Surgery Scheduled

I’ve made a resolution to go through with a procedure I’ve been putting off–and given myself a deadline: June 1.

The procedure involves opening my skin, removing a piece of what I keep buried in there and mailing it to a stranger.

The glistening piece of tissue will sit, in an envelope, stacked in some editorial person’s office. Perhaps, in time, the envelope will be opened and discerning eyes will gaze upon the raw flesh.

Perhaps he or she will find something in its cellular structure or colors intriguing. But it is more likely, given the realities of this field, that the biopsy I cringed to share will be thrown out hastily lest it begin to stink.

But I am determined to go through with it, if for no other reason than to treasure the fact that I did. To push through my perfectionism: which journal to submit to? Which poems?

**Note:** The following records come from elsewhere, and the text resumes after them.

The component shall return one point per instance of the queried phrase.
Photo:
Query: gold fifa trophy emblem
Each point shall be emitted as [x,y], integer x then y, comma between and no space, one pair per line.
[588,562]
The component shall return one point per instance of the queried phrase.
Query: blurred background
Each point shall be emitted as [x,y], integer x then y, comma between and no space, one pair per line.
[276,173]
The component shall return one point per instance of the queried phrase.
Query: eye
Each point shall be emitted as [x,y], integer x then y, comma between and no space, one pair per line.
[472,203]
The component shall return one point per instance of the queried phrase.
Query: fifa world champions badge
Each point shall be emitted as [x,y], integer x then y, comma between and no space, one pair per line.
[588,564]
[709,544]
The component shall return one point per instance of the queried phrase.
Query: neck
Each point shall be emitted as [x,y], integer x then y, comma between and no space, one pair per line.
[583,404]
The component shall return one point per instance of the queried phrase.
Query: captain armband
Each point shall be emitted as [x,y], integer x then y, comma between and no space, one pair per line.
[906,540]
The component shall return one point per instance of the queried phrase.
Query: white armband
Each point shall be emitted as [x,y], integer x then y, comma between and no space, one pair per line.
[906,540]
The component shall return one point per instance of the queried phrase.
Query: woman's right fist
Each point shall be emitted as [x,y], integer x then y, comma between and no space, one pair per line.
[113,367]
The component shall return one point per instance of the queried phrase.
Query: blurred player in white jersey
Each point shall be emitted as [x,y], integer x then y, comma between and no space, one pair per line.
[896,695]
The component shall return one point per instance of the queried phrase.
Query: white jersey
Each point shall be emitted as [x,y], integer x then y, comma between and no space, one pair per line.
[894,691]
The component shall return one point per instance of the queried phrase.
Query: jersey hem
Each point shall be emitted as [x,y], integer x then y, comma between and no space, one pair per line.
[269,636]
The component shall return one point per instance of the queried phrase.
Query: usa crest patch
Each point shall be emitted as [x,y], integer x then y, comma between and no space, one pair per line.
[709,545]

To push through my second-guessing: I should wait until I’ve been able to look at them more in a real workshop setting. (No money for this, and there isn’t going to be for a long time.)

To get that first time out of the way. To just pick a publication, choose a submission according to its guidelines, do a little polishing revision and send it on its way.

Now all I need to do is buy a frame for my very first rejection letter. I’m truly excited about that. I’m not just saying it–a rejection letter will mean I met my goal.

What We Think About That

On the topic of what’s poetry and what’s just therapy or self-expression–in the library today, I found myself sensitive to how many poems do in fact tell stories about the poet’s childhood, or relationships, or an incident (unusual or mundane) in their lives.

I found a thick tome claiming to be a collection of Pushcart Prize-winning poems and flipped through it (it’s one of my guilty secrets, that I’ll flip through an anthology and only finish reading the poems that catch my eye quickly.) Among those few that caught me today were two that most definitely tell personal stories.

“Penumbra” by Betty Adcock creates an image of a six-year-old girl out on a backyard swing the day of her mother’s funeral. “Sequence” by Marilyn Nelson is a series of ten slices of a woman’s life, ranging from childhood through relationships and back again. One person’s story, in each case, but they had phrases that speak to me.

Yes, we overcomplicate the idea of subjects for poetry. In Life, the Universe and Everything, Douglas Adams describes a fictional most-beloved-poet:

He wrote about the light in the forest, and what he thought about that.
He wrote about the darkness in the forest, and what he thought about that.
He wrote about the girl who had left him and precisely what he thought about that.

Here’s a Poem, Now Sleep With Me

Romantic poetry is–well–romantic. But some of it stands out to me as a more blatant bid not only for a partner’s affections but for very specific acts. These poems often reflect the times and culture of the poet, especially when they are a plea by a male poet for the female object of his affections to “come across.”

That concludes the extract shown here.